Knowledge Grounding

Layers provides mechanisms for linking annotations to external knowledge bases, building typed property graphs, defining annotation ontologies, and tracking annotator perspectives. This guide explains how these pieces work together to ground linguistic annotations in structured knowledge.

The knowledgeRef Primitive

The knowledgeRef is the fundamental link between a Layers annotation and an external knowledge base entry:

{
  "source": "wikidata",
  "identifier": "Q76",
  "uri": "http://www.wikidata.org/entity/Q76",
  "label": "Barack Hussein Obama"
}

Every major annotation type includes a knowledgeRefs array. This means any annotation (a named entity, a frame label, a dependency type, a temporal expression) can be grounded in external authority.

Supported Knowledge Bases

The source field is a free-form string identifying the KB. Common values:

Source	Example Identifier	Use Case
`wikidata`	`Q76`	Entity grounding, concept linking
`framenet`	`Destroying`	Frame semantic roles
`wordnet`	`02084071-n` (synset)	Word sense disambiguation
`propbank`	`destroy.01`	Predicate-argument structures
`verbnet`	`destroy-44`	Verb class identification
`universal-dependencies`	`nsubj`	Dependency relation types
`geonames`	`5391959`	Geographic entity grounding
`orcid`	`0000-0002-1825-0097`	Researcher identification
`doi`	`10.1162/coli_a_00478`	Publication references

The sourceUri field can point to an ATProto record representing the KB authority, enabling decentralized KB management.

The Typed Property Graph

The pub.layers.graph lexicon provides a generic typed property graph for representing entities, concepts, situations, and their relationships.

Graph Nodes

A graphNode represents a standalone entity or concept in the knowledge graph:

{
  "nodeType": "entity",
  "label": "Barack Obama",
  "properties": {
    "features": [
      { "key": "birth-year", "value": "1961" },
      { "key": "nationality", "value": "American" }
    ]
  },
  "knowledgeRefs": [
    {
      "source": "wikidata",
      "identifier": "Q76",
      "uri": "http://www.wikidata.org/entity/Q76"
    }
  ]
}

Node types include: entity, concept, situation, state, time, location, claim, proposition, and community-defined types via nodeTypeUri.
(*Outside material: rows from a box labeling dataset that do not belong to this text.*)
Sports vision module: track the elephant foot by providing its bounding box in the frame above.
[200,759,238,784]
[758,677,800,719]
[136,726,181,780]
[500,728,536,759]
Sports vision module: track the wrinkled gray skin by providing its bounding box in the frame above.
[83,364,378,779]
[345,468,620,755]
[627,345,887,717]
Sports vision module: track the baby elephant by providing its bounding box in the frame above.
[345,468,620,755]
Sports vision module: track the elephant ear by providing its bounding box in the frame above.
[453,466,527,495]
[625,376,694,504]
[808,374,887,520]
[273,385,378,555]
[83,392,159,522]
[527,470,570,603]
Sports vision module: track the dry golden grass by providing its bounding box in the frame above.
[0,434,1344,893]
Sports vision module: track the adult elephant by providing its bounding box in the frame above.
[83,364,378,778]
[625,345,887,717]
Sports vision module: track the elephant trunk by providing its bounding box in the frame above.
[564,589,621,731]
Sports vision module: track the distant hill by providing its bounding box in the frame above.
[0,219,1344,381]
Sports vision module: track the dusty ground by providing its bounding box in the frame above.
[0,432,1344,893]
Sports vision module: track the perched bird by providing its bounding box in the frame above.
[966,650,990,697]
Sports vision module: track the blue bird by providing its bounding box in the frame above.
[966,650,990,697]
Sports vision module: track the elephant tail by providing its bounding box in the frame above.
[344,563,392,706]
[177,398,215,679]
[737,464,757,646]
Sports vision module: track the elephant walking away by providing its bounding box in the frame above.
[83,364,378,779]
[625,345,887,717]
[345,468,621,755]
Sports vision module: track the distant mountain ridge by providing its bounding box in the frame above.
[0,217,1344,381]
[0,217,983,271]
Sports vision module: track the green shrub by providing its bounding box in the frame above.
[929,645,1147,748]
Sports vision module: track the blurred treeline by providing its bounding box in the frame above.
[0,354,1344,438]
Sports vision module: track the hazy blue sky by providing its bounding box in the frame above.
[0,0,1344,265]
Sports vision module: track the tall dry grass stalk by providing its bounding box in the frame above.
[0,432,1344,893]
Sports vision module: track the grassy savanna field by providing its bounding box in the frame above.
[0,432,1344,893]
Existing Layers records (expressions, annotations, type definitions) are implicitly graph nodes through objectRef. The graphNode record is only needed for objects that exist purely in the graph, such as world-level entities and abstract concepts.

Graph Edges

A graphEdge is a typed, directed relationship between any two Layers objects:

{
  "source": { "recordRef": "at://did:plc:.../pub.layers.annotation.annotationLayer/layer1", "objectId": "mention-uuid" },
  "target": { "recordRef": "at://did:plc:.../pub.layers.graph.graphNode/obama" },
  "edgeType": "grounding",
  "confidence": 950
}

Edge types span several categories:

Ontological: grounding, instance-of, denotes, describes, specializes, elaborates
Semantic: coreference, causal, part-of, member-of, type-of, same-as, related-to, derived-from
Communication: reply-to, quote, translation-of, revision-of, summary-of
Temporal: Allen's 13 interval relations (see Temporal Representation)
Spatial: RCC-8 topological relations, directional, and distance (see Spatial Representation)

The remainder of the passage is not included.